Freedom of Information minister Yvette Cooper invited journalists to the Lord Chancellor’s Department to announce that the Government was repealing or amending 97 laws which banned the publication of information.
But Guardian Westminster correspondent David Hencke, who sits on the committee advising the Lord Chancellor on implementing the Freedom of Information Act, startled reporters and Cooper by asking why details of discussions with other departments included in the draft report had been edited out of the Freedom of Information Publication Scheme.
"I don’t want to be troublesome," Hencke told her, admitting: "I am using information from sitting on the advisory committee."
Cooper, a former leader writer on The Independent, denied any responsibility. "I haven’t gone through this and red-lined detailed things," she said.
But Lee Hughes, civil service head of the Freedom of Information and Data Protection Division, admitted Hencke was right.
"What you saw," he told Hencke, "was that we were being very honest about some of the discussions going on, where we haven’t accepted some departments’ case for retaining them [secrets]."
Even the minister’s announcement that 97 laws are being repealed or amended is less of a breakthrough than at first appeared.
The Lord Chancellor’s annual report said: "No timetable has yet been agreed for the repeal or amendment of individual items, but it is likely that most will occur following full implementation of the Freedom of Information Act 2000 in 2005."
The Government is still reviewing whether 205 other laws should be repealed. Cooper disclosed that a file on UFO sightings in Suffolk was now automatically available, but the information had already been available on request from the Ministry of Defence.
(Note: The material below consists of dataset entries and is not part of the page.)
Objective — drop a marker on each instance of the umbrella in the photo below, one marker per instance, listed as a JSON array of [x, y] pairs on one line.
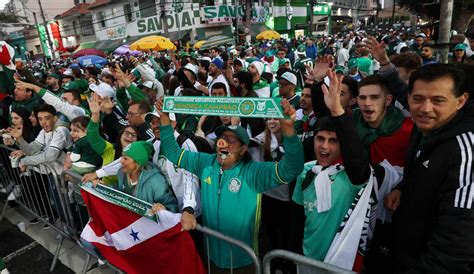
[[124, 49], [268, 35], [217, 41], [91, 60], [153, 42], [198, 44], [84, 52]]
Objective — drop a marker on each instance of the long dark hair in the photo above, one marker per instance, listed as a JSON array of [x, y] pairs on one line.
[[29, 132]]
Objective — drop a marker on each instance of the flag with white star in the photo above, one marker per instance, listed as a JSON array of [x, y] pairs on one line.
[[137, 244]]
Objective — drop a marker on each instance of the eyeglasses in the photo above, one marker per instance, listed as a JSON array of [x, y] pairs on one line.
[[132, 113], [230, 138], [129, 134]]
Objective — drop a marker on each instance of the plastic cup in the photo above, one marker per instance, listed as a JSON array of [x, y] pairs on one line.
[[15, 162], [21, 226]]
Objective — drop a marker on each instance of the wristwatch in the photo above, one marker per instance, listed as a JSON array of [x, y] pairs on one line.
[[189, 210]]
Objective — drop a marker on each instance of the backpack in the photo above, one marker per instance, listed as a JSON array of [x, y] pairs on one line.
[[201, 143]]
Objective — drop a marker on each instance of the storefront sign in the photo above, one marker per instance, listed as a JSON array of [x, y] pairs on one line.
[[224, 106], [116, 33], [222, 14], [155, 24]]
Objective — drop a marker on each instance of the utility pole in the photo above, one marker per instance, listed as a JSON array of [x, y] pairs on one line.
[[311, 17], [445, 19], [44, 49], [248, 18], [393, 12], [50, 43]]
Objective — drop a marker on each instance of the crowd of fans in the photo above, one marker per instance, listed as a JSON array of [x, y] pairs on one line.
[[359, 109]]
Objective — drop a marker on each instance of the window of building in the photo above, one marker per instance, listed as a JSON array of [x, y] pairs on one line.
[[147, 8], [101, 19], [127, 11]]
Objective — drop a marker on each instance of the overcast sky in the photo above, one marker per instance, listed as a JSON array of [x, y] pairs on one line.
[[2, 3]]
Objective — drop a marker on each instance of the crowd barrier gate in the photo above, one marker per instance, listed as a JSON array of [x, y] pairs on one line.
[[317, 267]]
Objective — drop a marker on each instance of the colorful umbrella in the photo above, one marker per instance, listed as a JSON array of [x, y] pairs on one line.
[[198, 44], [153, 42], [124, 49], [91, 60], [84, 52], [216, 41], [268, 35]]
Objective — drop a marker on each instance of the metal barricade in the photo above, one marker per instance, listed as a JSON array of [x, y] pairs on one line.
[[216, 234], [38, 191], [311, 265], [78, 215]]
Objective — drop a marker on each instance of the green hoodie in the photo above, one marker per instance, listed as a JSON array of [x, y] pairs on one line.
[[231, 200], [152, 187]]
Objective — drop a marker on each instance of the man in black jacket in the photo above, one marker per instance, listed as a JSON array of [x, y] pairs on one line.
[[434, 222]]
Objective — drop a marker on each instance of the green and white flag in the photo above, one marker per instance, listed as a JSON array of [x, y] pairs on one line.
[[254, 107]]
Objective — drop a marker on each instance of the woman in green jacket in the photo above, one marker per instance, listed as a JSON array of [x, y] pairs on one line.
[[231, 183]]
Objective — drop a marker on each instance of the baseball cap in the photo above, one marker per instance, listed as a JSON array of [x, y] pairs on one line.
[[156, 114], [460, 46], [352, 63], [103, 90], [147, 84], [192, 68], [218, 62], [239, 131], [290, 77], [54, 75]]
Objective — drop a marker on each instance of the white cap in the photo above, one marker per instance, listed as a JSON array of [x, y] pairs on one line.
[[206, 59], [171, 115], [148, 84], [192, 68], [103, 90], [290, 77]]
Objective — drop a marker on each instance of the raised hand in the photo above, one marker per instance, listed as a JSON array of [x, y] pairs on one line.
[[287, 124], [16, 132], [24, 85], [377, 50], [94, 105], [321, 67], [107, 105], [165, 119], [332, 95]]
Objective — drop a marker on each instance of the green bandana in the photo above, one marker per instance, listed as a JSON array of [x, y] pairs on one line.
[[260, 84], [392, 122]]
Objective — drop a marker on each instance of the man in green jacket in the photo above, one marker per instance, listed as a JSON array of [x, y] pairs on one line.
[[231, 183]]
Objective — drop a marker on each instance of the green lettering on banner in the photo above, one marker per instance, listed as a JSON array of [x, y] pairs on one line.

From the weekend, every government department is now required to issue publication schemes, but many have not used the opportunity to release new information.
The advisory committee – whose members include Santha Rasaiah, political, editorial and regulatory affairs director of the Newspaper Society, and Maurice Frankel, director of the Campaign for Freedom of Information – has met four times in the past year.
But Cooper was unable, or unwilling, to tell Press Gazette when the Cabinet’s Freedom of Information sub-committee last met or indeed how often it had met.
A spokesman for the Lord Chancellor said: "It is established practice not to disclose information relating to the proceedings of the Cabinet or its committees."
Bob Satchwell, executive director of the Society of Editors, said: "Ministers have to set standards for others. Sadly, there are too many signs at present that organisations that will become subject to the FoI Act will do the minimum to comply, when ministers should be encouraging a move to the situation where information is released unless it is clearly in the public interest that it should be withheld."